New Century Financial continues its downhill spiral. While it voluntarily stopped accepting new mortgage applications (after most of its warehouse lines were closed) several weeks ago, it has been out and out forbidden to write mortgages by California, Ohio, and several other states. One of its major creditors, Morgan Stanley, will accept preliminary bids on $2.48 billion of New Century loans which the bank holds as collateral on March 29 in an attempt to recoup some of its lending loses.

Conversely, some subprime lenders are rallying. Accredited Home Lenders has secured bridge financing from Farallon Capital Management, a huge hedge fund firm. The five year loan will give Accredited time to secure new warehouse lines or to sell its lending operations and may signal a move by hedge funds into assuming risky loan portfolios. Frontier Financial has sold some of its loans to buy time to sell off its mortgage business.

Some experts speculate that the next few shoes will drop as investors begin to review their loan portfolios looking for excessive delinquencies. Most loan purchase contracts require the underwriting firm to repurchase loans with defaults or possible defaults above a certain level and some subprime lenders may not have the available capitol to redeem the bad mortgages.

Congress, sensing impending problems, has jumped into the fray and, what else? Multiple hearings have been held and others are scheduled.

The Senate Banking, Housing, and Urban Affairs Committee held two hearings on the subprime situation within the last week. At the first one on Thursday, March 22 testimony was heard from representatives of the Office of Comptroller of the Currency, The Federal Deposit Insurance Corporation, mortgage lenders such as Countrywide and HSBC Financial, consumers and, representing minority consumers, The National Council of La Raza. At the second hearing held on Tuesday, March 27 the Federal Reserve Board was expected to testify that, while the subprime market was rallying, problems might be expected to continue for several years.
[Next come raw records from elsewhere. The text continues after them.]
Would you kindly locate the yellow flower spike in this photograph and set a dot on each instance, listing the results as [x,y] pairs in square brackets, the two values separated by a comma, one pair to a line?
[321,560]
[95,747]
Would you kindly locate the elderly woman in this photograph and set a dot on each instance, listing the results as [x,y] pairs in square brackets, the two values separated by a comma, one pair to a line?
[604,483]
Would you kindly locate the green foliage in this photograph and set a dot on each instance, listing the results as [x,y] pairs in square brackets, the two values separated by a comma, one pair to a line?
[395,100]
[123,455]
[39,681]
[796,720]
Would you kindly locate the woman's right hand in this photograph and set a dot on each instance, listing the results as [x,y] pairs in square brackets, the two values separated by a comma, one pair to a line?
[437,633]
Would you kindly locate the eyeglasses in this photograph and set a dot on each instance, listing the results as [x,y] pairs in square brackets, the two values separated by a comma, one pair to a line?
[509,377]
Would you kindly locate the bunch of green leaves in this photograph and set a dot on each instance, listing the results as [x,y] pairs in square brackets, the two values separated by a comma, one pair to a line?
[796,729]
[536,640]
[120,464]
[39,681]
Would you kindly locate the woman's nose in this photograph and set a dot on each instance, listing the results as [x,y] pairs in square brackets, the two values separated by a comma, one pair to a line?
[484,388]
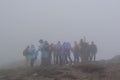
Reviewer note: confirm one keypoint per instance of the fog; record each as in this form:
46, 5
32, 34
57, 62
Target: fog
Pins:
24, 22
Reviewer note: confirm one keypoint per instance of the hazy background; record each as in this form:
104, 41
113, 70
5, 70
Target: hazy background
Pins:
24, 22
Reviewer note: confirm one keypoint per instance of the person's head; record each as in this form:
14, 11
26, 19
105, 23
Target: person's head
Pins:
75, 42
28, 46
92, 42
41, 41
46, 42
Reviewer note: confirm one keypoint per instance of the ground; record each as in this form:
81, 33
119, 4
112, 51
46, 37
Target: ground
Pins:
88, 71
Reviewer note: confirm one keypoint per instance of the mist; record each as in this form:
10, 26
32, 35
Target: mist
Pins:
25, 22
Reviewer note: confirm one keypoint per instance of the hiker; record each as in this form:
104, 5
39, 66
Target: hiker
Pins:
33, 55
44, 54
76, 51
50, 51
26, 53
58, 53
93, 51
47, 52
66, 53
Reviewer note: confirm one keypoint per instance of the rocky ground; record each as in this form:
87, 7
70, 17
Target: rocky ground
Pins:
89, 71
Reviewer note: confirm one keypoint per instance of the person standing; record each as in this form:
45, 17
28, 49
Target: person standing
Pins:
44, 54
33, 55
93, 51
26, 53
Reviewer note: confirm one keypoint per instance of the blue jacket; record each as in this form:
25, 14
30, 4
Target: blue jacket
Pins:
42, 48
Two different House committees are also conducting hearings; The House Financial Services Subcommittee on Financial Institutions and Consumer Credit and the Subcommittee on Domestic Policy.

Some of the testimony at these hearings was interesting and at least one smoldering dispute that we reported on earlier between the National Association of Mortgage Brokers and the Conference of State Bank Supervisors (CSBS) was stoked into flames. We will report on some of the testimony at these various hearings later this week.

In other relevant news, the Case-Shiller price indexes for January were released on Tuesday by Standard & Poors and MacroMarkets LLC. The 10 city index was down 0.7 percent in the past year, representing the first year-over-year negative reading in 11 years. The 20-city index was down 0.2 percent for the same period, the first time it has ever registered a negative number. Robert Shiller, MacroMarkets' chief economists said that these declines were a "good indicator of the dire state of the U.S. residential real estate market."

Detroit and Boston led the downward trend with price declines of 6.9 percent and 5.6 percent respectively. Seattle prices increased 11.1 percent and Portland, Oregon was up 8.7 percent.